Four weeks (potentially) left. It’s so hard to believe. In the beginning of this pregnancy, it felt like forever until the end and now I’m one week away from my safe date. I’m delivering at a birthing center, so I have to make it until at least 37 weeks to be allowed to deliver there.
We’ve been preoccupied with the holidays and recent storms and have done nothing to prepare. One week left until we need to be ready to go at any time certainly makes it seem so much more real. We have so much to get together to bring to the birthing center, find the car seat base, wash the newborn clothes, find somewhere to put them…
I certainly feel a heck of a lot bigger. His head is right on my pubic bone, so the pressure is intense and I’m peeing constantly. Yesterday I peed 5 times in 2 hours and I REALLY had to go each time. Other than that, I’m a little slower at everything, but I feel good. I have occassional heartburn, but nothing like the all day, every day I had with Bella. I’m fairly comfortable at night and the rib pain is significantly less now that his head is so low.

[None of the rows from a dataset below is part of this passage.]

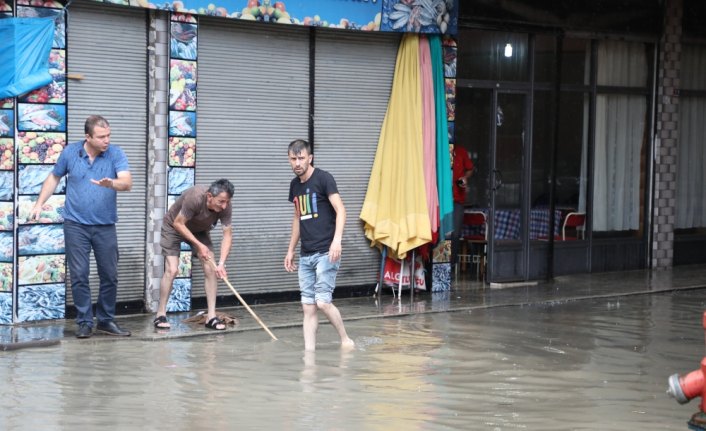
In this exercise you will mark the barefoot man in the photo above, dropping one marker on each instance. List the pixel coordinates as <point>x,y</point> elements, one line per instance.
<point>319,217</point>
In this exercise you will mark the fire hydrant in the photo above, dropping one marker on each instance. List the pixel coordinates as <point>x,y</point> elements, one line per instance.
<point>690,386</point>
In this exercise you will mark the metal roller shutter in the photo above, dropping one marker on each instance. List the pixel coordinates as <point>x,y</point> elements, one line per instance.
<point>107,46</point>
<point>353,81</point>
<point>253,99</point>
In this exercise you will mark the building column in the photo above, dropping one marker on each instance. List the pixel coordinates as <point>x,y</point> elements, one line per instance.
<point>157,142</point>
<point>666,137</point>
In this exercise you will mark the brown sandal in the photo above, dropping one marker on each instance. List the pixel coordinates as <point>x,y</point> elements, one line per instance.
<point>214,323</point>
<point>161,322</point>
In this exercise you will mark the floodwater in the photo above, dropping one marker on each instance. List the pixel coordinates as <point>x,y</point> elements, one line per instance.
<point>581,365</point>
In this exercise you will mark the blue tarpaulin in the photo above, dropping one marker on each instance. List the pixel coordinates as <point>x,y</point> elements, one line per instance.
<point>24,54</point>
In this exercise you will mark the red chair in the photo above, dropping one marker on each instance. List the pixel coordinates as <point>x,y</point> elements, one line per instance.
<point>574,221</point>
<point>476,221</point>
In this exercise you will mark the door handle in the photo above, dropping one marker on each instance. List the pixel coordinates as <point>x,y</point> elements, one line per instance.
<point>497,180</point>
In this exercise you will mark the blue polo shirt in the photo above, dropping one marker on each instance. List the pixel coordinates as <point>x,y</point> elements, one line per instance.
<point>88,203</point>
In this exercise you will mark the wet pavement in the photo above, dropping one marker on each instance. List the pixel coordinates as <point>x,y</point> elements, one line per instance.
<point>466,295</point>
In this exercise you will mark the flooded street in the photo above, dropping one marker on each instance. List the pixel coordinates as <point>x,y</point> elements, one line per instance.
<point>582,365</point>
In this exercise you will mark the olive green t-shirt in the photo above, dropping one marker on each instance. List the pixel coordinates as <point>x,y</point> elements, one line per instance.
<point>192,205</point>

I’m passing keytones still, so I have to do a better job eating. It comes from your body breaking it’s own tissue down and indicates low blood sugar. It’s not that I’m not eating enough; I just think I’m not eating right. I need to start each meal with some kind of simple carbohydrate, like a piece of fruit to get my blood sugar up right away. Then, I don’t think I’m getting enough complex carbs to hold me over very long. I was eating stuff like a smoothie with fruit, yogurt and protein powder or a handful of nuts or something like that, but there are very few complex carbs in a snack/meal like that. I’m trying to eat more whole grains with each meal. I definitely wasn’t getting 6+ servings a day.
The yoga still feels so good. When I start class, I feel pretty silly because I am tired and much more limited in my range of motion and endurance, but I can feel how good it is for my body to keep moving and staying strong. My whole pelvic girdle is so loose that I have to go really easy in the straddle splits and movements like that, but back bends feel incredible for relieving pressure on my ribs and digestive organs. It also feels like they put everything back into place and help keep me strong so I can keep the bones in place.

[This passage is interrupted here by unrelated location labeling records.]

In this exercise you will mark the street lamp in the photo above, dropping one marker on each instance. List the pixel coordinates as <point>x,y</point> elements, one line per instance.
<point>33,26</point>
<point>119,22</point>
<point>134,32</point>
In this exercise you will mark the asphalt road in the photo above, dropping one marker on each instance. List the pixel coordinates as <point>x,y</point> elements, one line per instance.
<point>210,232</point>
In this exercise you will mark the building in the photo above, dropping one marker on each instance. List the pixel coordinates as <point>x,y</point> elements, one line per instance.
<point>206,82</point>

I was looking at my postures from the side the other day. I don’t feel like I’m swaybacked, but when I look at my alignment from the side in half moon or awkward, I can really see how much my body has adapted to accommodate this growing belly. Even when I try to contract my abs and realign my pelvis, it’s all in vain because the gut is just too big. It’s pretty incredible to see.
His movements are still so strong and beginning to be a little more distinguishable. I could feel him moving his forearms up by his head the other night and I can clearly make out a little foot or a heel poking between my rib cage and hip. There really is a little baby in there.

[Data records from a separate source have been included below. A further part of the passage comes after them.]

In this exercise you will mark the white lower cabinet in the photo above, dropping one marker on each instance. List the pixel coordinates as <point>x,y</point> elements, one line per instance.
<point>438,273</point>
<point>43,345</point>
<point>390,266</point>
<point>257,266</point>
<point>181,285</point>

I have had a few episodes of cramping lately. Each one gets me nervous that labor may be coming because that’s how it started with Bella. Not yet, little guy! We’re not ready! I guess that’s normal for a second pregnancy. I don’t see myself going into labor super-early. Maybe a couple of days early, I think, but we’ll see, right?
I’ve had a lot of energy the last few days, so I know I’m not at the end yet.